4.5 APPRÉCIATION DES ACQUIS EN FORMATION
ü Le relevé des
4 aptitudes ou compétences les plus citées par degré d’acquisition fait
apparaître 5 tendances principales :
-
le sens du contact est totalement maîtrisé quel que soit le
BTS obtenu,
-
l’expression écrite est plutôt partiellement maîtrisée,
-
la capacité à négocier est totalement acquise en BTS FV et
TC ; elle l’est nettement moins dans les autres BTS,
-
la culture générale est maîtrisée à des degrés divers (toute
l’échelle est utilisée sauf totalement acquis),
-
les langues vivantes sont, en général, peu ou pas
maîtrisées.
ü Les anciens
étudiants estiment qu’ils ont été bien préparés à l’utilisation d’outils
professionnels.
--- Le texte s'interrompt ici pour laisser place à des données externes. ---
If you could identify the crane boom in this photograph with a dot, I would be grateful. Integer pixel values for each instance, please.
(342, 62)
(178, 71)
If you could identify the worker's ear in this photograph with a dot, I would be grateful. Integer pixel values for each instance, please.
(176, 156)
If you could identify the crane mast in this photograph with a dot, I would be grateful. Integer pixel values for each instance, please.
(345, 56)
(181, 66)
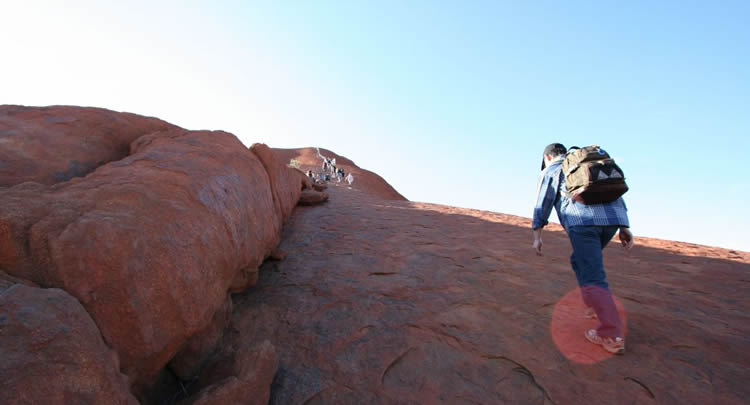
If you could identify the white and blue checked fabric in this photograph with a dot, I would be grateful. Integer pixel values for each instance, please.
(551, 192)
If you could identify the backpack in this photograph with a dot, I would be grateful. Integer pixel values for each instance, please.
(592, 176)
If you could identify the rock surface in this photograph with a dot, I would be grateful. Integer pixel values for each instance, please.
(397, 302)
(312, 197)
(239, 376)
(368, 299)
(49, 145)
(51, 352)
(150, 244)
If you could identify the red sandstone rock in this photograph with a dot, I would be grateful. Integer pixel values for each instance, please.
(52, 353)
(188, 362)
(150, 244)
(311, 197)
(278, 254)
(243, 377)
(398, 302)
(53, 144)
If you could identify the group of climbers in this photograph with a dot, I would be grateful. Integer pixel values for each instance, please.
(330, 170)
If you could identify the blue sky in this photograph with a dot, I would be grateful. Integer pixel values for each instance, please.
(451, 102)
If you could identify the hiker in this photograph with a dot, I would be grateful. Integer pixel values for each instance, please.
(589, 227)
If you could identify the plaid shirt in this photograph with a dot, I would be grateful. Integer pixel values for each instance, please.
(552, 192)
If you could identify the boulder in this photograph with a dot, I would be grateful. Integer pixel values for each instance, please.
(151, 244)
(49, 145)
(312, 197)
(243, 377)
(190, 359)
(51, 352)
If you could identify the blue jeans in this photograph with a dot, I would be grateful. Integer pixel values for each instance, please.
(588, 265)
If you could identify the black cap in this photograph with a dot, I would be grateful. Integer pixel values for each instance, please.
(553, 148)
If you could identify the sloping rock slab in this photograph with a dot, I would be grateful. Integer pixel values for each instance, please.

Ils demandent néanmoins un renforcement des acquis en
informatique et tout particulièrement une formation aux logiciels spécifiques
aux professions commerciales.
4.6 PROPOSITIONS DE MODIFICATION DE LA FORMATION
ü Les jeunes
diplômés étaient invités à lister les aptitudes à développer et les aptitudes
devenues superflues pour mieux adapter la formation aux besoins actuels de la
profession :
- aptitudes à développer (tous BTS
confondus) : autonomie, capacité à négocier, communication orale,
informatique, sens des responsabilités et dynamisme.
- aptitudes devenues superflues (tous BTS
confondus) : une très forte majorité des répondants n’en ont pas décelé,
un faible pourcentage de citations concerne l’économie générale ou la gestion.
ü Les réponses
sont cohérentes d’une question à l’autre puisque les jeunes diplômés ne
souhaitent véritablement supprimer aucun contenu actuel de formation mais
demandent de renforcer les contenus :
-
en informatique,
-
en anglais commercial,
-
en management
-
et en négociation.
4.7 ÉPREUVES DE CERTIFICATION
Si
globalement, les épreuves d’examen semblent adaptées à la validation des
compétences à attendre d’un jeune diplômé :
-
l’étude de cas apparaît plus fortement adaptée en BTS CI, CE
et FV qu’en AC et TC,
-
l’épreuve de présentation des activités professionnelles est
plus adaptée en BTS AC, CE et FV qu’en CI et TC,
-
la deuxième épreuve professionnelle est jugée plus adaptée
en BTS TC et FV qu’en CI, CE et AC.
4.8 ÉVOLUTIONS PERCEPTIBLES / NOUVEAUX MÉTIERS
Près de la
moitié des personnes interrogées ne sont pas à même de se prononcer quant à l’apparition
de nouveaux métiers ou de nouvelles compétences du fait de leur entrée récente
sur le marché du travail.
ü Parmi les
réponses collectées, les évolutions importantes concernent le recours aux
technologies de l’information et de la communication et la nécessité d’animer
une équipe et de gérer des projets.
ü La liste des aptitudes à développer et des contenus de formation à ajouter confirme les évolutions perçues : maîtrise des TIC, renforcement du professionnalisme, développement des stages, création d’un enseignement de management et développement de la réactivité des étudiants.